LEXINGTON, S.C. — A father who police said killed his five young children in their South Carolina home and then drove their bodies around for more than a week is about to stand trial for his life.

Jury selection started Monday in Lexington County in the death penalty case of Timothy Jones Jr.

Jones is charged with five counts of murder for killing his children, ages 8, 7, 6, 2 and 1, in their Lexington home in August 2014. Indictments said he strangled four of them and beat the other.

Jones then wrapped the bodies in plastic bags, put them in the back of his SUV and drove around the Southeast for a week, logging more than 700 miles (1,125 kilometers) through North Carolina, Georgia, Alabama and finally Mississippi where he was arrested, authorities said.
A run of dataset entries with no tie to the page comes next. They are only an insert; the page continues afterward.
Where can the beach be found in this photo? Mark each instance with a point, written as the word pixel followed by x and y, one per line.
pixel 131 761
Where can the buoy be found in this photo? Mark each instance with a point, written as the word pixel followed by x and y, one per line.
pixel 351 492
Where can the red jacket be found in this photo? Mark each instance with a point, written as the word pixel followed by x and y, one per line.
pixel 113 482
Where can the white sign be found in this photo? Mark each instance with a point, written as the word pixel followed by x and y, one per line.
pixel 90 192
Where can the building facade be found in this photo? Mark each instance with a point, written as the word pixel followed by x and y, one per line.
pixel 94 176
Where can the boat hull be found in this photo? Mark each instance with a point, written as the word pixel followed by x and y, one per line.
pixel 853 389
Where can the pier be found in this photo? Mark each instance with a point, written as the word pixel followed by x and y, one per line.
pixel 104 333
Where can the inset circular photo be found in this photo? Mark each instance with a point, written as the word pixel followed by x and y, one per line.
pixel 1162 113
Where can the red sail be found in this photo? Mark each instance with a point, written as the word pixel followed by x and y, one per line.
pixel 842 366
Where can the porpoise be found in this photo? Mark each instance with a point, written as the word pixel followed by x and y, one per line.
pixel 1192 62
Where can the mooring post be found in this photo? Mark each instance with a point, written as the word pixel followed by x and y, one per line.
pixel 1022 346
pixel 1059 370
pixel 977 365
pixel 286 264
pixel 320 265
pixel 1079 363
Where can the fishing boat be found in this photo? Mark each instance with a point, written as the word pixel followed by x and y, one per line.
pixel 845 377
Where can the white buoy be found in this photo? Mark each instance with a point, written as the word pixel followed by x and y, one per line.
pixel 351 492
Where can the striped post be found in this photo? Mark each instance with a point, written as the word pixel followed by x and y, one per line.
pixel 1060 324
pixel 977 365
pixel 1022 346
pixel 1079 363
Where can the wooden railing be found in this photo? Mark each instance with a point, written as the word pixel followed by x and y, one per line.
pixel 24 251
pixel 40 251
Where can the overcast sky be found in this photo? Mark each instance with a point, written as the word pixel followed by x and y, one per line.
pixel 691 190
Well into the trip, Jones buried his children on a rural hillside near Camden, Alabama, police said.

When he was arrested at a drunken driving checkpoint in Smith County, Mississippi, an officer smelled a terrible odor and found blood, maggots and children’s clothes in the SUV, authorities said.

Jones’ lawyers have filed court papers saying he plans an insanity defense

Nearly 200 potential jurors were summoned to the Lexington County courthouse Monday and media reports said Circuit Judge Eugene Griffith split them into groups of eight after dismissing people who weren’t qualified or had a valid excuse not to serve.

The groups will be called to the courthouse at different times and each potential juror questioned individually by prosecutors and defense lawyers about their attitudes on the death penalty and a range of other things.

Griffith hopes to finish jury selection by the end of the week.

Jones, 37, was a software engineer and was given custody of his children after his marriage started to fall apart.

The computer engineer struggled as a single father, according to records from the Department of Social Services, whose employees visited the home a dozen times in three years.

But Jones also worked to correct the problems as social workers found them. There were trips to Disney World and the beach and a birthday party with cupcakes detailed in those records along with a mark on one of the children and a report they were made to exercise excessively as punishment.

“Dad appears to be overwhelmed as he is unable to maintain the home, but the children appear to be clean, groomed and appropriately dressed,” wrote the case worker, whose name was blacked out, in a report filed two weeks before police said the children were killed.

The trial could take most of May. If jurors find Jones guilty of murder, the same jury will then hear testimony about whether he should be sentenced to life in prison or the death penalty.